Share

The Laugh

Sbastian dengan terpaksa memakan cokelat pemberian Cheril meski dia sebenarnya tidak suka makan-makanan manis, ia tidak mau gadis kecil itu kembali merasa takut padanya. Carla masih berdiri di tempatnya, menatap Sbastian dengan pandangan awas, ia tidak ingin dokter itu kembali menyakiti hati sahabat kecilnya.

“Kau lebih tampan saat dilihat dari dekat,” ucap Cheril sambil terus menatap Sbastian yang sedang memakan cokelat pemberiannya.

“Benarkah? Aku tidak merasa tampan selama ini,” ucap Sbastian dengan wajah datar.

“Sok rendah hati,” celetuk Carla yang membuat Sbastian langsung memberikan lirikan kesal.

“Kau tampan tapi wajahmu juga terlihat sedikit menyeramkan, apalagi saat kau sedang marah,” ucap Cheril kembali.

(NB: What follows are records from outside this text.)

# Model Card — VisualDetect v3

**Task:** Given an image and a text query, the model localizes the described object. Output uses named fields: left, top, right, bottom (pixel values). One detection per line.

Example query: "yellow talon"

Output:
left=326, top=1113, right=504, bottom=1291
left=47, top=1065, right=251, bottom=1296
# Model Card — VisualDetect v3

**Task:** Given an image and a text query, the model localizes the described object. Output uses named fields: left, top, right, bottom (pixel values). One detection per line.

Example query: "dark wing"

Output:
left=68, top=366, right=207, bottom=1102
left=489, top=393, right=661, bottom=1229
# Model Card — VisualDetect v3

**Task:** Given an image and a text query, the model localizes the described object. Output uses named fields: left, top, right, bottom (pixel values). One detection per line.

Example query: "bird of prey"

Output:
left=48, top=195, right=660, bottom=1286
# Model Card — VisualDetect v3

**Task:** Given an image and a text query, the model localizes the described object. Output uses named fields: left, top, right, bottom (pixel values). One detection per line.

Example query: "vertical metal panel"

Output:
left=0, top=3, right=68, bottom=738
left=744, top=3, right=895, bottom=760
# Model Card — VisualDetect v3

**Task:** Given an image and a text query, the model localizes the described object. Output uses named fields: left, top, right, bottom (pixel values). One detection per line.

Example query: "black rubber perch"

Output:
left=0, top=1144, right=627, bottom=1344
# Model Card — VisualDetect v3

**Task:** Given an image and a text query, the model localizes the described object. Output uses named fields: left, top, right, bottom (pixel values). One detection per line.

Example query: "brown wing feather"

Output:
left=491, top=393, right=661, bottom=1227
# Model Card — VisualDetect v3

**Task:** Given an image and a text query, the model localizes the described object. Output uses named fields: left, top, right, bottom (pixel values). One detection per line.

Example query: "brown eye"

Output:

“Dia seperti monster saat sedang marah,” ucap Carla yang membuat Cheril dan teman-temannya tertawa. Sbastian berpura-pura tak mendengarnya. Ia sudah malas berdebat dengan Carla.

“Carla duduklah! Kenapa kau terus berdiri, aku lelah berbicara sambil mendongakkan wajahku padamu,” protes Cheril karena Carla tak mau duduk di atas rerumputan itu.

“Aku tidak mau duduk berdekatan dengan dokter kasar ini!” ucap Carla dengan wajah kesal.

“Bukannya kau menyukainya?” tanya Cheril dengan wajah polos.

Carla mengangkat sebelah alisnya, “Mana mungkin aku menyukai dokter seperti dia.”

Cheril terlihat bingung, gadis kecil itu menatap Sbastian dengan tatapan penuh tanya. Dokter spesialis kanker itu menhentikan kegiatan makan cokelatnya. Kemudian, ia kembali berbisik pada si gadis kecil. Lagi-lagi Cheril tertawa setelah mendengarkan bisikan Sbastian. Carla kembali memberikan tatapan curiganya pada Sbastian tetapi dokter itu hanya memberikan tatapan sinis pada Carla.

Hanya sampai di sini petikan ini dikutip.